Macaronic \Mac`a*ron"ic\, n.

  1. A heap of things confusedly mixed together; a jumble.

  2. A kind of burlesque composition, in which the vernacular words of one or more modern languages are intermixed with genuine Latin words, and with hybrid formed by adding Latin terminations to other roots.

Macaronic

Macaronian \Mac`a*ro"ni*an\, Macaronic \Mac`a*ron"ic\, a. [Cf. It. maccheronico, F. macaronique.]

  1. Pertaining to, or like, macaroni (originally a dish of mixed food); hence, mixed; confused; jumbled.

  2. Of or pertaining to the burlesque composition called macaronic; as, macaronic poetry.

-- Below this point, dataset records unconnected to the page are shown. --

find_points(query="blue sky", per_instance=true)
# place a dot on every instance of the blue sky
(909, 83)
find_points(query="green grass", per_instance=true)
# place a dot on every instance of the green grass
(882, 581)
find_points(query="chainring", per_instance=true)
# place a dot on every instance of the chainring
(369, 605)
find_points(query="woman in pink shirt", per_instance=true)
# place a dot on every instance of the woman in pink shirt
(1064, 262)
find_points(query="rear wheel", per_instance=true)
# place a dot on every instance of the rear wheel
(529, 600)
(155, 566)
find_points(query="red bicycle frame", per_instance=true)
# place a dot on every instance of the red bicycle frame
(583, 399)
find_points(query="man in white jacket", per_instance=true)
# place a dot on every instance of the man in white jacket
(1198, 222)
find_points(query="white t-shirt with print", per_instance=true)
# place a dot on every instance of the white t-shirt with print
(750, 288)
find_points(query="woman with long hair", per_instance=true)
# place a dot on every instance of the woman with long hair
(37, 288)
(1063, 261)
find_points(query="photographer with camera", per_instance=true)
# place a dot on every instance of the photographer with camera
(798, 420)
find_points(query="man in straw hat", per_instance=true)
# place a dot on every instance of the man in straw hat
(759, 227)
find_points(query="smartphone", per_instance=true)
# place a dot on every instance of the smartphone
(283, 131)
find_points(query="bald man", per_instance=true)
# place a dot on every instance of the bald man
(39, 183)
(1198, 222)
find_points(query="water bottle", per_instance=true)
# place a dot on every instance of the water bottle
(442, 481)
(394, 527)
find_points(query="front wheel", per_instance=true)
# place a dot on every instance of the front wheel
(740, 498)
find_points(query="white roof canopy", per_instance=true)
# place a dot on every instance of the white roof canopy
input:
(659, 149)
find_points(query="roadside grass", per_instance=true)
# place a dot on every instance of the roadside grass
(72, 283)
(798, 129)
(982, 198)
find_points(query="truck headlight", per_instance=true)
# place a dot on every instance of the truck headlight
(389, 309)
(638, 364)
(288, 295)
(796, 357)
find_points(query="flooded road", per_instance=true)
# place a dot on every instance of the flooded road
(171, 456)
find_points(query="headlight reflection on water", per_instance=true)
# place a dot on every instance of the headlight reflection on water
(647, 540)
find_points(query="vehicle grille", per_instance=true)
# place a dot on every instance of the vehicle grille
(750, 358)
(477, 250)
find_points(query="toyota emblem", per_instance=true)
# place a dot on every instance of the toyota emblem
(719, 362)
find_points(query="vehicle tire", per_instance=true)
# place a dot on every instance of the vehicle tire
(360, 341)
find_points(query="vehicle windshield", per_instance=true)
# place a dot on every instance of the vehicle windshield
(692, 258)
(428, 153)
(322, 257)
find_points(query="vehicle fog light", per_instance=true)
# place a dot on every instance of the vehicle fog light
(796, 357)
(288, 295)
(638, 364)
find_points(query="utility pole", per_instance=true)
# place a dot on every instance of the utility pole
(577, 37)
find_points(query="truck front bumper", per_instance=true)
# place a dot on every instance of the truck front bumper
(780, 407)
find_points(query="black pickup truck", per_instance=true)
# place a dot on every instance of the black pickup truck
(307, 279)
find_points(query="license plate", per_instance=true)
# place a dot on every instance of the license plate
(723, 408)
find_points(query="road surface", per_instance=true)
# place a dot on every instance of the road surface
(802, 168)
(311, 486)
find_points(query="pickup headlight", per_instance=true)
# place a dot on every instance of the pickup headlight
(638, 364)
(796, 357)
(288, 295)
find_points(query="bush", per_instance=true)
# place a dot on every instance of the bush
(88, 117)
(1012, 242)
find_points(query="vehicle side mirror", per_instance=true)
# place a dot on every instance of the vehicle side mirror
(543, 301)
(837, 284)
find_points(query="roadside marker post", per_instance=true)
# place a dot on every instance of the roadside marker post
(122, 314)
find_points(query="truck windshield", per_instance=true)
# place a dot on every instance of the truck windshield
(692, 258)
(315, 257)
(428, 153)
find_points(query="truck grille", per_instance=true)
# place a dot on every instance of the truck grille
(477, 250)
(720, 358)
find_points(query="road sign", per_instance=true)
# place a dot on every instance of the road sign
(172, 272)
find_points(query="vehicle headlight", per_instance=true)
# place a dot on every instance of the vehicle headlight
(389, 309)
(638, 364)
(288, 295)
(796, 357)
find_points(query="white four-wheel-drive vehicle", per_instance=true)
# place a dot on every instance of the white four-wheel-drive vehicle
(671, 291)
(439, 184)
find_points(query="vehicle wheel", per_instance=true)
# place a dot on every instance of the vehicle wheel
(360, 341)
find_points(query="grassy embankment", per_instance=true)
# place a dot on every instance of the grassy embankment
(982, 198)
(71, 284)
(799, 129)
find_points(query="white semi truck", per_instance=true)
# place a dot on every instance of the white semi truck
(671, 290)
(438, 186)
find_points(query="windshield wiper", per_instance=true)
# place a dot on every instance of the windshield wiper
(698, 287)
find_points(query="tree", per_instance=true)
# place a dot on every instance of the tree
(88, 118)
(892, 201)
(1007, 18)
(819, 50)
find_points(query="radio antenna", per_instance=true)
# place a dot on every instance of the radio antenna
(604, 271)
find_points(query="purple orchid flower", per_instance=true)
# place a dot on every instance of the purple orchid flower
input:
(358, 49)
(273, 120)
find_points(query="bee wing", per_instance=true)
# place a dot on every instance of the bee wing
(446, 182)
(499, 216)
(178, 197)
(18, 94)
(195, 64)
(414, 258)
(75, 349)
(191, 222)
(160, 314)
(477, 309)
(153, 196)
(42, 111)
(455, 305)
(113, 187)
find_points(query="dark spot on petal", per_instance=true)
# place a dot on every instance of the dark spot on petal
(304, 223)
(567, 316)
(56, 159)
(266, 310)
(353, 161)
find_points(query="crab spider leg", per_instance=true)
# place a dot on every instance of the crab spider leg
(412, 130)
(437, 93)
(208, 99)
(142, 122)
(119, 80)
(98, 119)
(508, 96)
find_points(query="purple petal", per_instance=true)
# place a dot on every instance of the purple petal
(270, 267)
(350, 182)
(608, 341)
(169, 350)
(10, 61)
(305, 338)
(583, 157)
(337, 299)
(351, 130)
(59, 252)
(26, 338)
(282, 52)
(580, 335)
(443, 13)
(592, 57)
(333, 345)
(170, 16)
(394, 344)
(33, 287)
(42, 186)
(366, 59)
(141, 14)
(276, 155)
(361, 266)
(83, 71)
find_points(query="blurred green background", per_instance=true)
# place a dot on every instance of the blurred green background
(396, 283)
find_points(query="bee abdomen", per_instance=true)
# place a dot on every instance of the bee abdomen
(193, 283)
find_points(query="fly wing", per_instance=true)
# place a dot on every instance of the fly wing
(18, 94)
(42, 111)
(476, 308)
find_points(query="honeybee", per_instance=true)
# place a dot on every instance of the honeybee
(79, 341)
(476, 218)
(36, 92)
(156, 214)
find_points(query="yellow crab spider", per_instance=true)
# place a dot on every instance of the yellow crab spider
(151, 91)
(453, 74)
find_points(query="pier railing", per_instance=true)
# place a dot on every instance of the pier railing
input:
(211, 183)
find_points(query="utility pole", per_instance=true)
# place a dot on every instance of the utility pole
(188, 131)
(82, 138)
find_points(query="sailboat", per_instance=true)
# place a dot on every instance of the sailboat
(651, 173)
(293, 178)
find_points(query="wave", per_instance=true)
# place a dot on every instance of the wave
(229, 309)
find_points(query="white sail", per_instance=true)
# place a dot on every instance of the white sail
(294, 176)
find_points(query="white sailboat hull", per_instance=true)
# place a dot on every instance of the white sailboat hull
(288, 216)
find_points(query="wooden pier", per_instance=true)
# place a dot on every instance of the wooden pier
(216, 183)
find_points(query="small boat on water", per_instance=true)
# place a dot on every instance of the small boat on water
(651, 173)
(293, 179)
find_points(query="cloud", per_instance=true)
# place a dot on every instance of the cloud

Douglas Harper's Etymology Dictionary
macaronic

1610s, in reference to a form of verse consisting of vernacular words in a Latin context with Latin endings; applied loosely to verse in which two or more languages are jumbled together; from Modern Latin macaronicus (coined 1517 by Teofilo Folengo), from dialectal Italian maccarone (see macaroni), in reference to the mixture of words in the verse: "quoddam pulmentum farina, caseo, botiro compaginatum, grossum, rude, et rusticanum" [Folengo].

Wiktionary
macaronic

a. 1 (context archaic English) jumbled, mixed 2 (context literature English) Written in a hodgepodge mixture of two or more languages. n. 1 (context literature English) A work of macaronic character. 2 (context morphology English) A word consist of a mix of words of two or more languages, one of which is Latin, or a non-Latin stem with a Latin ending.

WordNet
macaronic

adj. of or containing a mixture of Latin words and vernacular words jumbled together; "macaronic verse"

Usage examples of "macaronic".

He told me that I had arrived just in time to go to a picnic got up by the Macaronic academicians for the next day, after a sitting of the academy in which every member was to recite something of his composition.